Life Changes At The Drop Of A Hat
“The golden rule is that there are no golden rules.” ― George Bernard Shaw
What rules do you live by? I’m not talking about those that govern what you eat or how you dress, but something more meaningful. What rules dictate your life? For example, some people establish rules for how to live their life. When things don’t turn out as planned, they believe things are falling apart. Have you experienced this before? Equally, there are people with rules about the person they should date or marry. We hear this all the time where the person must have certain physical traits, earn a particular income or come from a certain demographic or ethnicity. However, rules don’t work all the time and we should ignore some of them, as George Bernard Shaw remarks in the title quote.
We can’t expect to live a purposeful life bound by rules. Some rules are set by loved ones from an early age, and they follow us into adulthood. We establish other rules when faced with adversity or hardship. Sometimes, we establish rules to protect us from getting hurt, regarding dating and relationships. We set boundaries on what we will accept or not accept in a person. But is this the way to live? Can we place boundaries and restrictions on the way our life should be? Whilst it’s normal to abide by values and beliefs, we must be careful to upgrade the rules we set for ourselves. As you know, life can change at the drop of a hat. This means who we were a decade ago is not the same person we are today. If we abide by the rules from that period, we are not living intentionally but following a script like a computer program.
Does this make sense, where it requires re-examining the rules we set as we mature?
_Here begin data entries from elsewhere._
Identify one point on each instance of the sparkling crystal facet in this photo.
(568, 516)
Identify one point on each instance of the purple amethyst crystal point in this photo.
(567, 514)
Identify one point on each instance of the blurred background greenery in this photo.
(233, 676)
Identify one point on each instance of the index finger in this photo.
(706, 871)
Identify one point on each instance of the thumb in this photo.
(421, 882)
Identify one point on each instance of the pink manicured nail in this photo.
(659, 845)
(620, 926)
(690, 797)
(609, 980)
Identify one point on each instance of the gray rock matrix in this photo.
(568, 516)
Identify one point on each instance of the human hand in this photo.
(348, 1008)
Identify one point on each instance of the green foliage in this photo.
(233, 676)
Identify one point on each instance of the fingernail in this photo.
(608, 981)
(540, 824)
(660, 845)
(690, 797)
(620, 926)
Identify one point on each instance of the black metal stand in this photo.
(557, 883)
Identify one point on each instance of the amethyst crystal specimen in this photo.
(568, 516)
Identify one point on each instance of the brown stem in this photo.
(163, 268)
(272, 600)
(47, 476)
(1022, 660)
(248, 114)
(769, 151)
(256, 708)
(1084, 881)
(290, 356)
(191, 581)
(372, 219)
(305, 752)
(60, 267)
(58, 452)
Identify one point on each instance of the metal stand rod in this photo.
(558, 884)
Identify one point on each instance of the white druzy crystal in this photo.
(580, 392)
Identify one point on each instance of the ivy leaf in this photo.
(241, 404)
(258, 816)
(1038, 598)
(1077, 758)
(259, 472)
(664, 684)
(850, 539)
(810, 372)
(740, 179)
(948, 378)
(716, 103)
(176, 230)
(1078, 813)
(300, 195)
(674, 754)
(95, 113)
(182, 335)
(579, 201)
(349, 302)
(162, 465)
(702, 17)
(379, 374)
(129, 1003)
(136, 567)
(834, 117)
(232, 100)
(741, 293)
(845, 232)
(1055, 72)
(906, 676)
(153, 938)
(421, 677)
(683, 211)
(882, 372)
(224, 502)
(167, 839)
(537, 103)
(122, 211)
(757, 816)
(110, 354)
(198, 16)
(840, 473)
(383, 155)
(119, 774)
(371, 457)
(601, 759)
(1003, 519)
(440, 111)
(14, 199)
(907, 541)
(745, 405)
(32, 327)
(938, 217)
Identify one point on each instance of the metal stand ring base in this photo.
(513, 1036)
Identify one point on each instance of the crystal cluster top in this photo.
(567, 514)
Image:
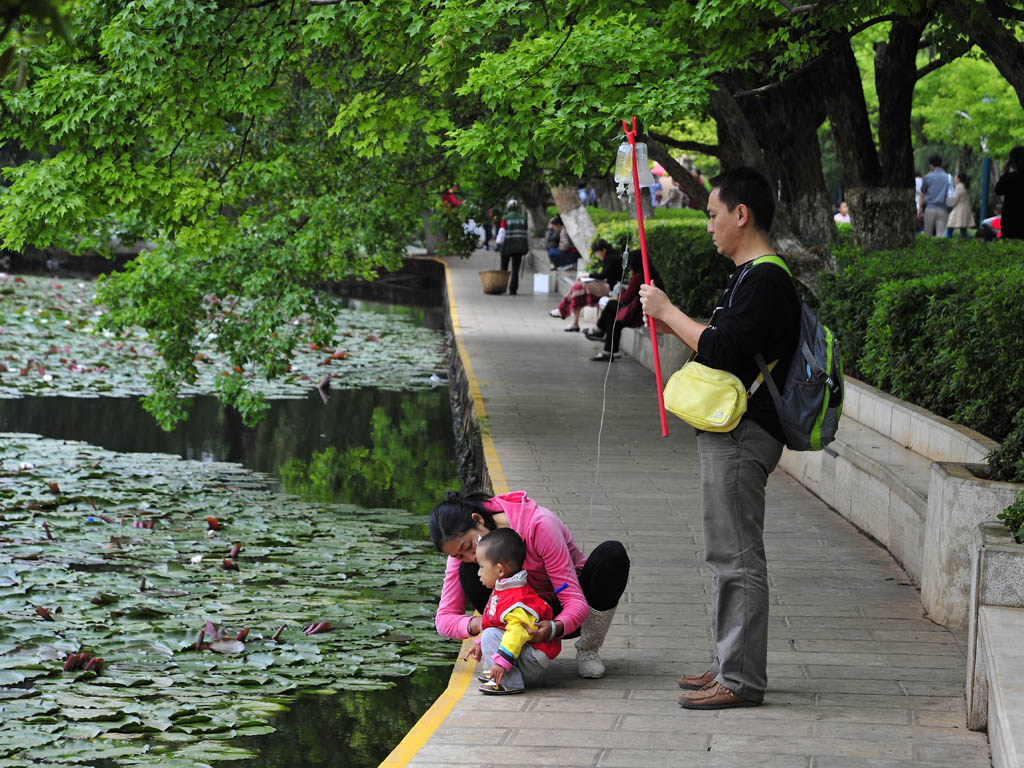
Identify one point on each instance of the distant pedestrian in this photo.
(514, 243)
(962, 217)
(843, 214)
(1011, 186)
(564, 255)
(935, 188)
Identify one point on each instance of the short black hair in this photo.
(749, 186)
(505, 547)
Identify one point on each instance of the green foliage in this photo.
(300, 562)
(847, 296)
(951, 343)
(681, 250)
(1013, 517)
(1007, 462)
(967, 103)
(939, 326)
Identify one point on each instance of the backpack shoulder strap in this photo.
(773, 259)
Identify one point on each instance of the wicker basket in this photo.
(495, 281)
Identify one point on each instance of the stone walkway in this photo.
(857, 676)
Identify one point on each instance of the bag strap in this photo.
(765, 376)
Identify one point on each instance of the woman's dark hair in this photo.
(454, 516)
(506, 547)
(749, 186)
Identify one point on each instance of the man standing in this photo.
(934, 190)
(1011, 186)
(515, 245)
(758, 312)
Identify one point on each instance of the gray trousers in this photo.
(528, 668)
(935, 221)
(734, 469)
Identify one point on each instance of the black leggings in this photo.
(602, 580)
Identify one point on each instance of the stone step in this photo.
(999, 641)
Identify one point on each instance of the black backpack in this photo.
(811, 401)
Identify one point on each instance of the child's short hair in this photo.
(504, 546)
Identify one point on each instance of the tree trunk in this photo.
(891, 210)
(882, 216)
(534, 198)
(574, 217)
(989, 33)
(686, 180)
(785, 121)
(880, 193)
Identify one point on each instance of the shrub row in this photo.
(939, 325)
(681, 250)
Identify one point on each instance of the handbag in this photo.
(706, 397)
(709, 398)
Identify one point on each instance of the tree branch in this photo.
(835, 41)
(571, 23)
(954, 53)
(1000, 10)
(697, 146)
(799, 8)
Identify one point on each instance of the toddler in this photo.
(505, 641)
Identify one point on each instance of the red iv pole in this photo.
(631, 136)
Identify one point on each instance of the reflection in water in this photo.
(350, 729)
(371, 448)
(366, 446)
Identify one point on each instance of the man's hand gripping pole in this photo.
(631, 136)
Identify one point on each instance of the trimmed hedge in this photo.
(942, 326)
(681, 250)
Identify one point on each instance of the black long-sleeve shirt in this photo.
(764, 316)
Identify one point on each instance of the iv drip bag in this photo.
(624, 165)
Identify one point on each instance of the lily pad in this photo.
(302, 562)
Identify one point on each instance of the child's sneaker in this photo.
(497, 689)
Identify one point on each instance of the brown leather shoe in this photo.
(696, 682)
(714, 697)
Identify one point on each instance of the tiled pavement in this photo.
(857, 676)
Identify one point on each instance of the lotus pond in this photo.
(327, 502)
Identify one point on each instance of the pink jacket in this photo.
(552, 560)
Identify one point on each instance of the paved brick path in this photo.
(857, 676)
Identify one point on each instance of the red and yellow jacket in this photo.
(512, 605)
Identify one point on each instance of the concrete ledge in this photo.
(996, 579)
(1004, 660)
(958, 501)
(913, 427)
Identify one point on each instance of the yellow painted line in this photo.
(462, 674)
(433, 718)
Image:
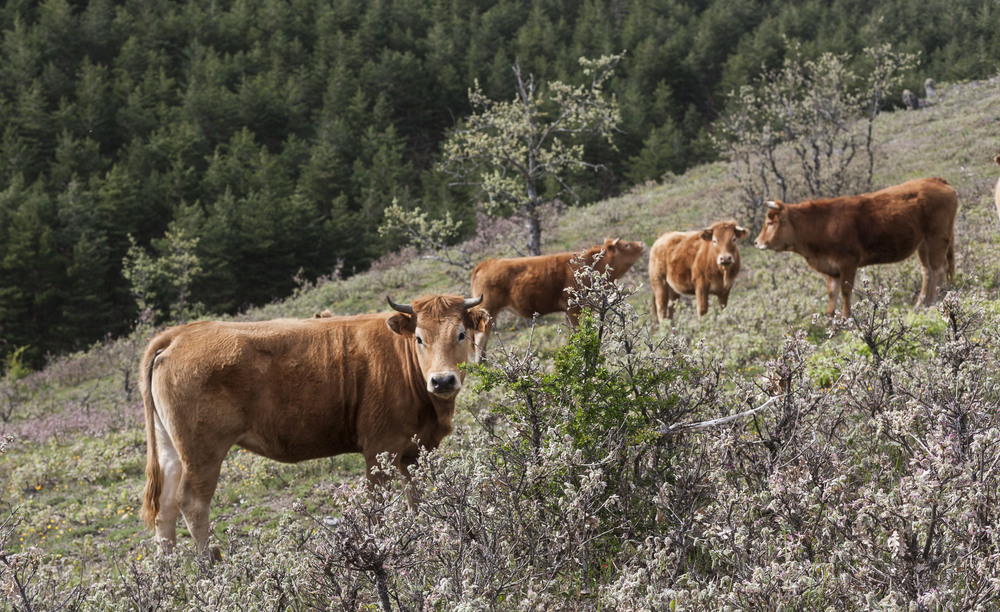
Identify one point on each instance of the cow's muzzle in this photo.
(444, 383)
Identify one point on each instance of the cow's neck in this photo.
(432, 408)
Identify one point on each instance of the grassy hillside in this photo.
(73, 474)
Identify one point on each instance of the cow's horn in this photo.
(404, 308)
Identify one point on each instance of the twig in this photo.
(680, 427)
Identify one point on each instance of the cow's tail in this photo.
(951, 261)
(154, 475)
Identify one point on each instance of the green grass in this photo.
(78, 495)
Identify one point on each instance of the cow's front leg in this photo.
(832, 288)
(701, 297)
(723, 298)
(846, 287)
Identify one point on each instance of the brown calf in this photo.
(700, 263)
(530, 285)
When I was young, I had rules about the way my life should play out. How people should treat me, what type of work I would do, and my relationship status. And guess what? None of it worked out. Why? Because life showed me otherwise. Life proved that my rules were insignificant in my life’s narrative. Moreover, as my consciousness expanded, my circumstances reflected this change. I liken it to whitewater rafting and determining how the journey will unfold before you set out. Suddenly, you are besieged with uncompromising conditions and realise your rules did not take this into account. This happens to those who establish rules. Life shows up and proves their rules don’t hold up. Now, from the tone of this article, you might get the impression I am against rules. Not at all. What I am advocating is being mindful of whether our rules are working for us and changing them as we grow.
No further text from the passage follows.